On the eve of the launch of Kei Miller’s new novel Augustown in the UK where it’s being published it seems appropriate to pause and consider his huge achievement. The sale of the American rights to Augustown in the USA shortly after Marlon James won the Man Booker Prize last year set off a bidding war that earned him a six-figure advance. In the wake of James’s phenomenally successful A Brief History of Seven Killings Jamaican authors are hot properties and Miller was the first beneficiary.

As you can tell from the passage quoted at the top, Miller’s prose is commandingly deft and lyrical, capable of capturing the massive shifts in Kingston’s social and physical topography in a few fluidly rendered sentences. The Augustown he describes is a fictional valley in Jamaica bearing a marked resemblance to August Town, situated just below the University of the West Indies, Mona.

In this novel, that revolves around the figure of Alexander Bedward—the flying Preacherman—Miller performs a gallant act of literary reclamation. Most of us know of Bedward as a figure of ridicule, a ‘lunatic’ who claimed he could fly. When he failed to do so he was carted off to an asylum, discrediting his Church and breaking the hearts of his followers. So we’ve been told and with our pragmatic, rational, utilitarian worldviews we shake our heads and move on.

But as historians such as Kamau Brathwaite, Veront Satchell and others have told us, there is far more to the story of Bedward. In fact his ministry was so successful, his charisma so compelling, that the Jamaica Native Free Baptist Church he founded became a mass movement, a subaltern anti-colonial awakening that demanded the immediate overthrow of the white overlords and the barriers of race, class and religion experienced under colonial rule.
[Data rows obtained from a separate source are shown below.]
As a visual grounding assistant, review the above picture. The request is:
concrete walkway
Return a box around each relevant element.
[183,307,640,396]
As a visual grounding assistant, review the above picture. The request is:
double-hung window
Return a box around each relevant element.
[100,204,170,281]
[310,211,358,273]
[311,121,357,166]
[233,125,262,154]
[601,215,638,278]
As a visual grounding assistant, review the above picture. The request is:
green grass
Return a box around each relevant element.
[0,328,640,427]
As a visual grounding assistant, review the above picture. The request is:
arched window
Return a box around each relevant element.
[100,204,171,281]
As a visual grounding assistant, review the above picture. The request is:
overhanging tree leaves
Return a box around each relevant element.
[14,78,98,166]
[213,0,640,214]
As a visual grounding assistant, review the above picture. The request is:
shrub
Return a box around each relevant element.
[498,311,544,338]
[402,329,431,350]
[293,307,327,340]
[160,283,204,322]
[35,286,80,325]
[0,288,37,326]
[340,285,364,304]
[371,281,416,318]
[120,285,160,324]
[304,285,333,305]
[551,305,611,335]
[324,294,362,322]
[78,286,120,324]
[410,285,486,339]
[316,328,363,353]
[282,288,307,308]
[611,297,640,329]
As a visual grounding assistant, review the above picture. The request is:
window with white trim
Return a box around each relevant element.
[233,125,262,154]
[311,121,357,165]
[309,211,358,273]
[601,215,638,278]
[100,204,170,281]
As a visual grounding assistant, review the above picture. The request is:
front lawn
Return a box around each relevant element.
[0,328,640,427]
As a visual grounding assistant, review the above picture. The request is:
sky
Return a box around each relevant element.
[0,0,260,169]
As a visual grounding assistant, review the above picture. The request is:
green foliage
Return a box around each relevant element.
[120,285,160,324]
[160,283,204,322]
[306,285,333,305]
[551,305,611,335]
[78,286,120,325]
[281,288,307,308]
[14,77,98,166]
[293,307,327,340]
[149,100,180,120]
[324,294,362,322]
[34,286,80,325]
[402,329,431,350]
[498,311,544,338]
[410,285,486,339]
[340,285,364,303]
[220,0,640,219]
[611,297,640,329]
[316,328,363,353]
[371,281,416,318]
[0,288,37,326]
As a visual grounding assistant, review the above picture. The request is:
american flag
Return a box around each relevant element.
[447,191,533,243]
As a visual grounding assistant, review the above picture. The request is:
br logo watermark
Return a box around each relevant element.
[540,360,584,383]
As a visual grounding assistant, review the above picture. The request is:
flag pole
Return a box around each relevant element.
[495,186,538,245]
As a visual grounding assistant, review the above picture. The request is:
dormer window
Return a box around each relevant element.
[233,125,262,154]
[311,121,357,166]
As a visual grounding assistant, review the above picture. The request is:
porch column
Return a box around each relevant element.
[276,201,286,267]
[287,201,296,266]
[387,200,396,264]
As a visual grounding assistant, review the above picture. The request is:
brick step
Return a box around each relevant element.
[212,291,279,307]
So alarmed were colonial governors by the Preacher’s popularity that they embarked on an active campaign to discredit him, one which has proven remarkably successful, judging by the decimation of the Bedwardite movement, Church and all, and the fact that today this extraordinary preacher is viewed as a faintly comic figure.

As anthropologist Gina Athena Ulysse has tried to do with Haiti (Why Haiti Needs New Narratives: A Post-Quake Chronicle), Miller has done with August Town and Bedward, retrieving their story from the dustbin of history and providing them with a new narrative. And the story he has supplied is one that is ingenious, intricately wrought, powerful and moving enough to recuperate Bedward from his ill-deserved ignominy once and for all. In doing so he also illuminates the power of belief, its sanctity, and the ‘autoclaps’ that is bound to follow when you violate and belittle a people’s belief.

With Augustown Miller breaches the gap he himself notes at one point in the novel between “the stories that were written and stories that were spoken—stories that smelt of snow and faraway places, and stories that had the smell of their own breaths.” In his book Silencing the Past acclaimed Haitian historian Michel-Rolph Trouillot discusses in detail how history is produced by the powerful, how certain historical facts are privileged while others are pushed into the shadows.

With this novel Miller has ruptured the silence shrouding a very important history, dragging out of the shadows the refusal of a people to submit quietly to persistent inequality and injustice, people who tried to use their faith and their belief to rise above the abjectness of their lives and fly away home to Zion.